You are viewing a plain text version of this content. The canonical link for it is here.
Posted to users@pdfbox.apache.org by Ru...@in.ey.com on 2011/11/04 06:36:41 UTC

Fw: Functionality in PDFBOX

Hi,
I want a clarification. I have a requirement to merge the pdf documents, I 
managed to do that via PDFBox, but the question is can we merge the pdf 
files based on the bookmark or at the beginning of the file?
Also I know we can split the documents, but can this be done again based 
on bookmarks or taking into consideration some field value?
Also add bookmarks at relative position?
I have seen various issues in Jira and have searched the website, samples 
etc., but could not find anything specific for this tasks, your 
suggestions on this will be of great help.
We have some requirements based on this and need to decide on this at the 
earliest. Thanks.


Regards, 
Rubesh 
----- Forwarded by Rubesh M Xavier/AABS/GSS/ErnstYoung/IN on 11/04/2011 
11:01 AM -----

From:
"Jeremias Maerki (Resolved) (JIRA)" <ji...@apache.org>
To:
rubesh.xavier@in.ey.com
Date:
11/03/2011 07:36 PM
Subject:
[jira] [Resolved] (PDFBOX-1158) Functionality in PDFBOX




     [ 
https://issues.apache.org/jira/browse/PDFBOX-1158?page=com.atlassian.jira.plugin.system.issuetabpanels:all-tabpanel 
]

Jeremias Maerki resolved PDFBOX-1158.
-------------------------------------

    Resolution: Invalid

Please don't use JIRA to ask questions. Questions should be sent to 
users@pdfbox.apache.org.

1a. Apache PDFBox cannot directly create PostScript from PDF. But it 
supports painting PDF pages to Graphics2D objects. That means you can use 
the print function to print a PDF to a PostScript printer driver (set to 
output to a file if needed).
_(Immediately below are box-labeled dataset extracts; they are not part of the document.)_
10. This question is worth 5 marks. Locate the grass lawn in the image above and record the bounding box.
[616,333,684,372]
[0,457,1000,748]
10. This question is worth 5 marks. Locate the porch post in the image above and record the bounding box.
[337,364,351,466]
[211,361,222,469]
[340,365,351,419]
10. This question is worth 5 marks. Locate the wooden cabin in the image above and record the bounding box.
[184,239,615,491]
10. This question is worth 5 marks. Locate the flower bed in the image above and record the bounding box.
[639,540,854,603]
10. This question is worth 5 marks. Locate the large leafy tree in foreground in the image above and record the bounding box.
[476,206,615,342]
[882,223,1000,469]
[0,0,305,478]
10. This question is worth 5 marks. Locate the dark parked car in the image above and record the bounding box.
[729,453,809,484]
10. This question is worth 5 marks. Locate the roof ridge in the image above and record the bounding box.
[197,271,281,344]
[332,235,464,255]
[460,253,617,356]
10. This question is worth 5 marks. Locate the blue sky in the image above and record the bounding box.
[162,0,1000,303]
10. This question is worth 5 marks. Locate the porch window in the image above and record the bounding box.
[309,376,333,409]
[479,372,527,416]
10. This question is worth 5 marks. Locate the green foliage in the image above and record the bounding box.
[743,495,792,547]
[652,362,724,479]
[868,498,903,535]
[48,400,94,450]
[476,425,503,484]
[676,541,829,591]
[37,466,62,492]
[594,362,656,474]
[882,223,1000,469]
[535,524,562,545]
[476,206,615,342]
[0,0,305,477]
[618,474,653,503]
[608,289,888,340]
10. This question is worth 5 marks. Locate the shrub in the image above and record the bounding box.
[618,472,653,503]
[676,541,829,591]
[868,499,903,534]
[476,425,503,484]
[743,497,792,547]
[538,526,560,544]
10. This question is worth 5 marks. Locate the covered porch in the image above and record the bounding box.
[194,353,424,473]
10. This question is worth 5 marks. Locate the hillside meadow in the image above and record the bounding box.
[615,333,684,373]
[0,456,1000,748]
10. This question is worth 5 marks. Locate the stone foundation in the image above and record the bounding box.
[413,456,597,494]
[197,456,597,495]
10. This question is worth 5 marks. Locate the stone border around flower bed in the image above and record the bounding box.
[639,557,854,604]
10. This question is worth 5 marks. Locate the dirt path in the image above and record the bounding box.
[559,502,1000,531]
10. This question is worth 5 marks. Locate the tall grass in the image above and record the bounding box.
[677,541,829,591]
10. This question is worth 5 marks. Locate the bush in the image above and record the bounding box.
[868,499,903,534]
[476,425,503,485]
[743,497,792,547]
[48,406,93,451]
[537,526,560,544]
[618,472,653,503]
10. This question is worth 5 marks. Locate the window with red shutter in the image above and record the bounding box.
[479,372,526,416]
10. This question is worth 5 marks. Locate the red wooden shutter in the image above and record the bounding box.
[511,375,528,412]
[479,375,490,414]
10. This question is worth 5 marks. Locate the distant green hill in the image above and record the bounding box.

Or you can use PSDocumentGraphics2D from 
Apache XML Graphics Commons to create PostScript files but the former is 
easier. http://pdfbox.apache.org/commandlineutilities/PrintPDF.html can 
serve as a starting point.

1b. Apache PDFBox cannot create PDF from PostScript because it lacks a 
complete PostScript interpreter to start with. You may need to look at 
GhostScript for that functionality (available under the GPL or a 
commercial license). GhostScript can do PDF->PS, too.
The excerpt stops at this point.